Around 11:30, we headed out to Boulevard St. Germain to run 2 “quick” errands. The first one was indeed quick: we had bought 170 Euros worth of gifts at a store a few days earlier, but forgot to get the “de-tax” form from them to get reimbursed for the 17% French sales tax we paid. It turns out that everything carries this tax, and people who do not live in the European Union countries are exempt from the tax. Well, not exactly exempt, nothing is ever that simple: we have to pay the tax, then present the goods and the “de-tax” form to the French customs people to get stamped. Then we mail the form in to the French government, and if you haven’t screwed anything up, they send you a check or credit your VISA card.

Unfortunately, we discovered that the minimum purchase amount to qualify for the rebate is 175 Euros. The employee told us this, and we sheepishly left the shop, having paid only 170 Euros for our stuff. Since it has to be bought all on the same day, we were out of luck for that purchase.

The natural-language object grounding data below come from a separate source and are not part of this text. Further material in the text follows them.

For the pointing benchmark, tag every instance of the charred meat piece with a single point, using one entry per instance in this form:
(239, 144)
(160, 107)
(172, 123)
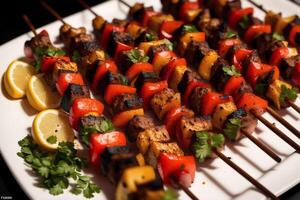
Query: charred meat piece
(196, 97)
(114, 160)
(287, 66)
(137, 124)
(156, 148)
(93, 124)
(219, 76)
(144, 77)
(164, 101)
(153, 134)
(126, 102)
(187, 77)
(73, 92)
(195, 52)
(119, 37)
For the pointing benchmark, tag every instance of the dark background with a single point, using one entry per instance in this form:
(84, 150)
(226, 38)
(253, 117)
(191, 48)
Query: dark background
(11, 26)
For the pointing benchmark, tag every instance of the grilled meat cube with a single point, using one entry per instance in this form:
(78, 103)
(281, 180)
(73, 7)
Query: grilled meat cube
(73, 92)
(137, 124)
(153, 134)
(112, 78)
(144, 77)
(126, 102)
(119, 37)
(287, 66)
(156, 148)
(219, 77)
(62, 66)
(196, 97)
(221, 113)
(195, 52)
(190, 125)
(187, 77)
(93, 123)
(164, 101)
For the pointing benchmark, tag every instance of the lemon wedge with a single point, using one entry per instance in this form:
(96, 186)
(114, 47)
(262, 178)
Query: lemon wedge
(16, 78)
(40, 95)
(51, 127)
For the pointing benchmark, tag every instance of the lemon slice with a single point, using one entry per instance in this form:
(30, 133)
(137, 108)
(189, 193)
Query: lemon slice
(16, 78)
(51, 127)
(40, 95)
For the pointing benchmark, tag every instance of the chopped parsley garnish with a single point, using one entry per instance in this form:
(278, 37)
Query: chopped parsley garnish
(288, 94)
(55, 169)
(136, 56)
(231, 70)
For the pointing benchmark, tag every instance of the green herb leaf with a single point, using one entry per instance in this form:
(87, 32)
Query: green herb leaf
(52, 139)
(170, 194)
(231, 70)
(231, 128)
(288, 94)
(136, 56)
(201, 146)
(189, 28)
(244, 23)
(231, 34)
(277, 36)
(217, 140)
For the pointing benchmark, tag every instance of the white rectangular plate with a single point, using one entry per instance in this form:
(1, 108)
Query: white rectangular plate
(214, 180)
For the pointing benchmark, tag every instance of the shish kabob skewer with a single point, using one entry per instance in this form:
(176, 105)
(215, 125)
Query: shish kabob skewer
(172, 178)
(123, 150)
(247, 176)
(279, 133)
(251, 137)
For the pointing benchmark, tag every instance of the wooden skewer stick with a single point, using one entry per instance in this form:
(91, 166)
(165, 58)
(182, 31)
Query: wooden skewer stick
(283, 121)
(293, 105)
(245, 175)
(278, 132)
(86, 6)
(262, 146)
(29, 24)
(53, 12)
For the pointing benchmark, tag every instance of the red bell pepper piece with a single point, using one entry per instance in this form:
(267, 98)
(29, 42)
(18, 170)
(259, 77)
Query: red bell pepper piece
(146, 17)
(168, 28)
(296, 75)
(225, 45)
(105, 36)
(236, 15)
(211, 99)
(185, 7)
(136, 68)
(250, 101)
(169, 68)
(48, 62)
(83, 106)
(278, 54)
(120, 48)
(254, 30)
(255, 70)
(239, 57)
(292, 35)
(190, 88)
(65, 79)
(98, 143)
(107, 65)
(233, 84)
(182, 167)
(149, 89)
(173, 116)
(114, 90)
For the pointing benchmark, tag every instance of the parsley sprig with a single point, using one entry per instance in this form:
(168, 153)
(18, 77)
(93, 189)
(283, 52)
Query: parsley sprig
(55, 170)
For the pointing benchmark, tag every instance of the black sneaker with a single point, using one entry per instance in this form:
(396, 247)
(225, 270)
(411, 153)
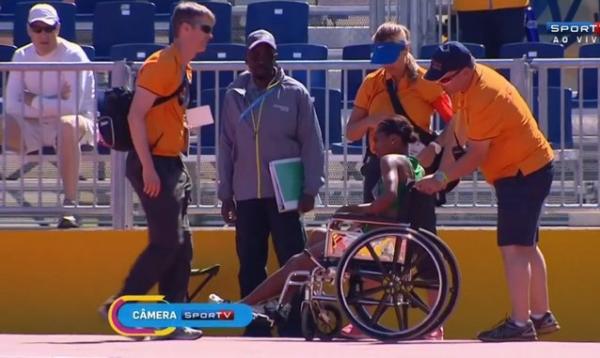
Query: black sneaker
(259, 318)
(508, 331)
(546, 324)
(68, 222)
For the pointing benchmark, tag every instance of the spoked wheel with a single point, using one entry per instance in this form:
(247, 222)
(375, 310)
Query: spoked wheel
(392, 283)
(328, 321)
(453, 278)
(307, 322)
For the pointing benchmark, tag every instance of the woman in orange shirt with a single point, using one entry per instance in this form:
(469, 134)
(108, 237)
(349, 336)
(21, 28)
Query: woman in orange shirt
(418, 97)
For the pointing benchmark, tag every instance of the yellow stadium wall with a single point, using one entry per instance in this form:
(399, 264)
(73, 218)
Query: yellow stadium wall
(53, 281)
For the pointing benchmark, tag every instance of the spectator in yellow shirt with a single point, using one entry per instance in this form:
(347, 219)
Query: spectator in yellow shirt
(503, 139)
(491, 22)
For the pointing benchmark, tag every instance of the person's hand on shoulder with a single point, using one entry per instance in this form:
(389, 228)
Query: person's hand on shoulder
(228, 211)
(151, 181)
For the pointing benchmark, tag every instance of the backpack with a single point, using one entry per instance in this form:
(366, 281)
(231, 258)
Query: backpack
(113, 125)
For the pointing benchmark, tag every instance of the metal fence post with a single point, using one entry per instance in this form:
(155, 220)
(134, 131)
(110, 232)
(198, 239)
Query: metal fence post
(121, 193)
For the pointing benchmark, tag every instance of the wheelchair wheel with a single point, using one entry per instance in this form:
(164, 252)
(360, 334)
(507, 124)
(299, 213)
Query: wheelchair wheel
(453, 278)
(392, 283)
(328, 321)
(323, 321)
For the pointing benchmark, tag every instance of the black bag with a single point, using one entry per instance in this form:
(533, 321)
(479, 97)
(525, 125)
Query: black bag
(425, 138)
(113, 125)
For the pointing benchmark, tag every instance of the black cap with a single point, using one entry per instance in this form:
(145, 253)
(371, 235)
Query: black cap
(451, 56)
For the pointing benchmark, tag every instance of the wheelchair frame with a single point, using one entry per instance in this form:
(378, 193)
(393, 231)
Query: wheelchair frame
(398, 279)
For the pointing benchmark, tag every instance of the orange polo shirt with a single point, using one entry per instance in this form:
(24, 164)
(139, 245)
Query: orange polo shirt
(480, 5)
(162, 74)
(492, 109)
(418, 98)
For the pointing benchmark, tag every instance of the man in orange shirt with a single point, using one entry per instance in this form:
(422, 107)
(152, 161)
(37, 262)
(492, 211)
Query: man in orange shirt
(155, 168)
(503, 139)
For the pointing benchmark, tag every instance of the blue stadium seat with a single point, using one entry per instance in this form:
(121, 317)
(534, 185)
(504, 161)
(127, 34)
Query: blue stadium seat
(90, 51)
(164, 6)
(534, 50)
(286, 20)
(335, 113)
(122, 22)
(589, 88)
(66, 13)
(87, 6)
(305, 52)
(133, 52)
(553, 110)
(8, 6)
(355, 77)
(222, 11)
(477, 50)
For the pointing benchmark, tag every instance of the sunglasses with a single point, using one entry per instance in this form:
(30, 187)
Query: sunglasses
(207, 29)
(447, 79)
(40, 29)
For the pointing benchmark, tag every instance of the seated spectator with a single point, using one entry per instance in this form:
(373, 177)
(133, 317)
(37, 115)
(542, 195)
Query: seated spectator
(52, 108)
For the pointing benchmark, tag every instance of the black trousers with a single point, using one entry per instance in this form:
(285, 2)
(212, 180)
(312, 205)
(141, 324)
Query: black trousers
(167, 258)
(371, 172)
(501, 27)
(256, 219)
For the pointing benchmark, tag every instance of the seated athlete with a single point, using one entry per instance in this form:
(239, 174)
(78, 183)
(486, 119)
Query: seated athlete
(392, 137)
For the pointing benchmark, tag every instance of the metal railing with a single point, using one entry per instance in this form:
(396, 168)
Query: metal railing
(574, 190)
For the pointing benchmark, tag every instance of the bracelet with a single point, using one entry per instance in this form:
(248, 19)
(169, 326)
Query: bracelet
(436, 147)
(441, 177)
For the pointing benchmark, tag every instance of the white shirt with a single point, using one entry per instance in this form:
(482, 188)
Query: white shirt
(47, 85)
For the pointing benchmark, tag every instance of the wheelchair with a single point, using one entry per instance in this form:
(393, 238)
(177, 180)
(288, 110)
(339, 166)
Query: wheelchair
(391, 281)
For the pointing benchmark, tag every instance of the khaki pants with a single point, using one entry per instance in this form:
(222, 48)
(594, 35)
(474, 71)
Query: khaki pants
(30, 134)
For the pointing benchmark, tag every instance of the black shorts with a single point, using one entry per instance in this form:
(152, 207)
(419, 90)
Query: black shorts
(520, 202)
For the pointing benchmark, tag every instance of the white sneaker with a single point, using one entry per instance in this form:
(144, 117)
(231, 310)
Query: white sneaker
(180, 334)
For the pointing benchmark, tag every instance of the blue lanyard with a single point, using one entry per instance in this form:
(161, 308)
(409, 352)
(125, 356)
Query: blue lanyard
(259, 100)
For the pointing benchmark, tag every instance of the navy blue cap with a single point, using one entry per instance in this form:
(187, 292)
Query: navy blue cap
(451, 56)
(385, 53)
(260, 36)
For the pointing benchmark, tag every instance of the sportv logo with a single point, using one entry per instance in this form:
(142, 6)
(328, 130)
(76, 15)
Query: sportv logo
(568, 32)
(151, 315)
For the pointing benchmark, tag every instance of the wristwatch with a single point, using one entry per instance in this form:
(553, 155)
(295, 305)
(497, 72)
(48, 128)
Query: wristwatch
(436, 147)
(441, 177)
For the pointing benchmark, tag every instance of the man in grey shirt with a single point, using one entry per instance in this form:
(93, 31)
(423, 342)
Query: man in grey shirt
(266, 116)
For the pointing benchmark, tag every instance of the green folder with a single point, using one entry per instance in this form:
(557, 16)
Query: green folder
(288, 180)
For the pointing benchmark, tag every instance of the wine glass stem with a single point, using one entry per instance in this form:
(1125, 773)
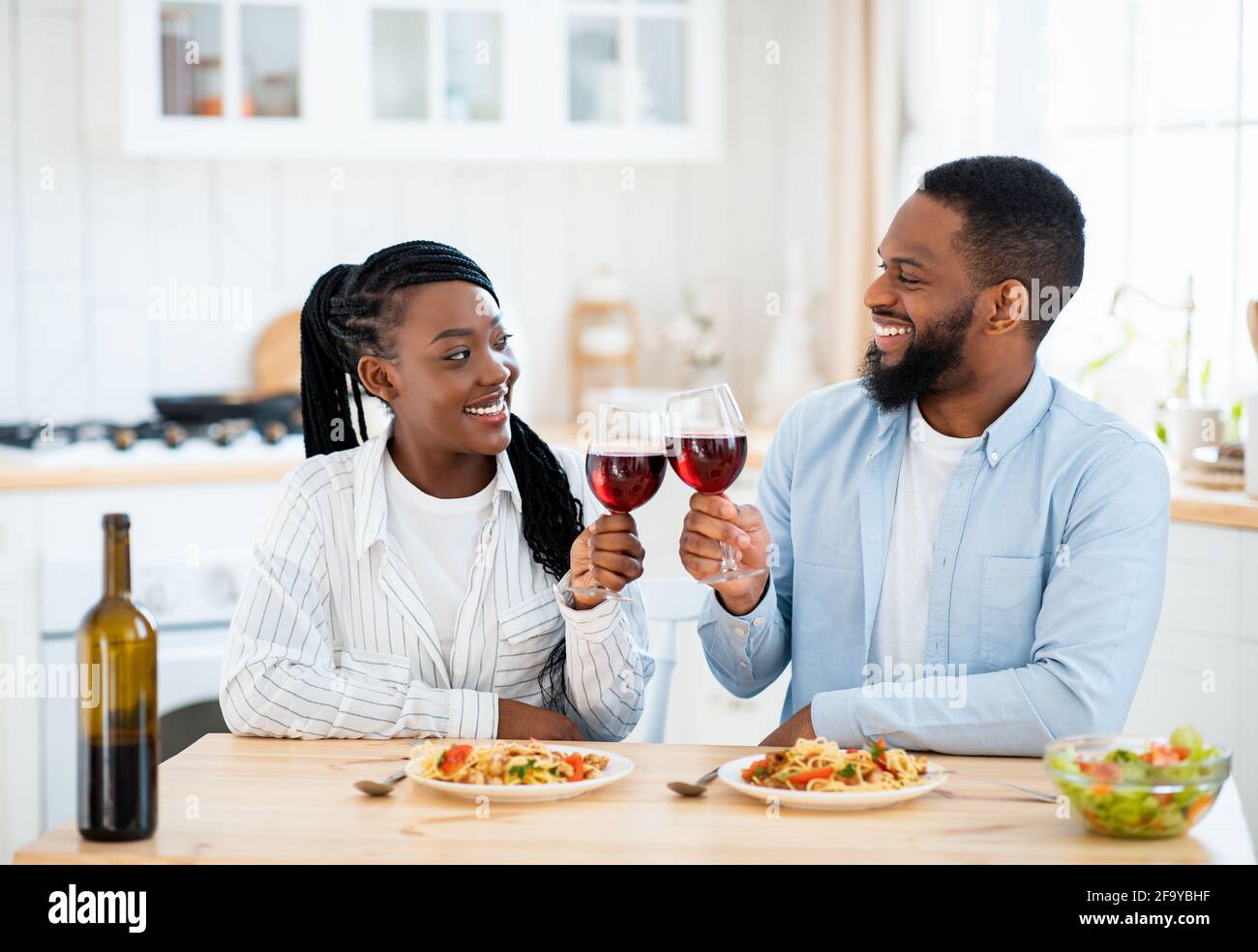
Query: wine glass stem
(589, 554)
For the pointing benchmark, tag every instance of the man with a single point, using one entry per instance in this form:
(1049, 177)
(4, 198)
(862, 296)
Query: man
(965, 554)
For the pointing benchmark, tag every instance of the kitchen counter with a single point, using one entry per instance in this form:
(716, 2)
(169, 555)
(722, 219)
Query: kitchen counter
(149, 463)
(251, 800)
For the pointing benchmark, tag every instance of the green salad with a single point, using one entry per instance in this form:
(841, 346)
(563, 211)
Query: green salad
(1160, 791)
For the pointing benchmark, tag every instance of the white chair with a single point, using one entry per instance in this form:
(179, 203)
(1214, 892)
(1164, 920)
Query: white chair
(668, 601)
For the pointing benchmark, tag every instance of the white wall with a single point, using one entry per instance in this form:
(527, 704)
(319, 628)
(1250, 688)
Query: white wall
(76, 260)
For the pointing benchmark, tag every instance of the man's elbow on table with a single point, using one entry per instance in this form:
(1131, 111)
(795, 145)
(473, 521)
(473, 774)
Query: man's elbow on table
(1068, 709)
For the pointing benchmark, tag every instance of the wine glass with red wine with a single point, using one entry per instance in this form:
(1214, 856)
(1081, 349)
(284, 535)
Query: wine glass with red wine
(625, 466)
(707, 448)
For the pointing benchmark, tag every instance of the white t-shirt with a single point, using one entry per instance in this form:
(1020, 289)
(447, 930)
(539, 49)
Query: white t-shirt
(925, 472)
(438, 538)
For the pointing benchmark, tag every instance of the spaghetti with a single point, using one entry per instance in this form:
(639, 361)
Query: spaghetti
(503, 763)
(823, 766)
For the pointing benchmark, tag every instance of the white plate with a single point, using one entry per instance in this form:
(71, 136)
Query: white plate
(731, 774)
(617, 768)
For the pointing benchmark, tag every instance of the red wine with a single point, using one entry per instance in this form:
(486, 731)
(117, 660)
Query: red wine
(707, 463)
(624, 481)
(117, 737)
(121, 801)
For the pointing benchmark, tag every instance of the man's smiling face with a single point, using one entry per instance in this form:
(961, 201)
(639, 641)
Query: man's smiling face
(921, 306)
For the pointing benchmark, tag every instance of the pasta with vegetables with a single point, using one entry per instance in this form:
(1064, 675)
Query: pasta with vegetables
(504, 763)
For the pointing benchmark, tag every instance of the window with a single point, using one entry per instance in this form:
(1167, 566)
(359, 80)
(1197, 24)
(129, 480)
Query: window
(1149, 111)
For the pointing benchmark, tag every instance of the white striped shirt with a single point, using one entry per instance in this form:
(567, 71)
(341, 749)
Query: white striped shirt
(332, 638)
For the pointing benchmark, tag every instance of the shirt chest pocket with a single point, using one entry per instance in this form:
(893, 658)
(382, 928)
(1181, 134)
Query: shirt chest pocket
(529, 630)
(1009, 599)
(372, 667)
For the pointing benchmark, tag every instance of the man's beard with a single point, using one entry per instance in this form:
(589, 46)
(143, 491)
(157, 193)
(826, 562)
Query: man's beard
(922, 365)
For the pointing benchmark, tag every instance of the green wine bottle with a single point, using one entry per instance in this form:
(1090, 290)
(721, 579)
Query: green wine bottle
(117, 742)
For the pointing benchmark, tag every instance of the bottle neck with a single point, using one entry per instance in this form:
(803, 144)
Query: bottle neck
(117, 563)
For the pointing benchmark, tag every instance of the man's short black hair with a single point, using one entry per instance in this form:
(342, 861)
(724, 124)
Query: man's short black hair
(1020, 222)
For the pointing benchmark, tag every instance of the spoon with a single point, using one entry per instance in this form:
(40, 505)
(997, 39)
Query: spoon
(382, 788)
(697, 788)
(1035, 793)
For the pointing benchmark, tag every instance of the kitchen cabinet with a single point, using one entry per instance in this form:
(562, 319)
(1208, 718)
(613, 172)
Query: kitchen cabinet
(474, 79)
(1206, 651)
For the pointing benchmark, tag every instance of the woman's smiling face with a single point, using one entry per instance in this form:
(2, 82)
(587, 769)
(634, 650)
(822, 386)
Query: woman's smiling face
(452, 378)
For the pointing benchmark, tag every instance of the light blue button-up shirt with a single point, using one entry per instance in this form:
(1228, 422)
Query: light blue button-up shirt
(1045, 585)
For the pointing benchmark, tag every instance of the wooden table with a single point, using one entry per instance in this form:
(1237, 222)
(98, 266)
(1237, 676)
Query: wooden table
(250, 800)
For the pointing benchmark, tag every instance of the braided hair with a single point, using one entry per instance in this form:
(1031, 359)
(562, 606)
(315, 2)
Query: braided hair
(353, 311)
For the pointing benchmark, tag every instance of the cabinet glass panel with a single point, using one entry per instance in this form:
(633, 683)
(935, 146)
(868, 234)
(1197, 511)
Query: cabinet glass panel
(594, 70)
(192, 59)
(473, 67)
(399, 64)
(662, 71)
(269, 61)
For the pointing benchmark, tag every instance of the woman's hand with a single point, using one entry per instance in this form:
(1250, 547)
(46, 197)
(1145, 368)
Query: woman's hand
(523, 722)
(607, 553)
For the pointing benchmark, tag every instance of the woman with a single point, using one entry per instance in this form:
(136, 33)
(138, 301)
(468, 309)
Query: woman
(405, 586)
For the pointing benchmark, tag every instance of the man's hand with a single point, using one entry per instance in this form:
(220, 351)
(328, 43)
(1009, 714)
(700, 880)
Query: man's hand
(713, 520)
(607, 553)
(523, 722)
(799, 725)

Then we went to the Artisanats shop where we had bought the now legendary Christmas crèche, and asked to get a de-tax form for that purchase. No problem, the clerk said, until we explained that we would be shipping 8 statues back via DHL, and taking 6 statues with us as carry-on luggage. At that point the simple process got very complicated: she ended up giving us a de-tax form for the 6 statues we are carrying on the plane, and a receipt for the other 8, to be presented to DHL later today in hopes that they can give us a de-tax form that will be stamped when the package clears customs on its way to our house. Hopefully, that form will make it to our house with the box, and we can then send both forms to the Artisanats shop, and maybe by Christmas get the check from them for the rebate amount. That’s somehow appropriate, since it is a Christmas manger scene after all.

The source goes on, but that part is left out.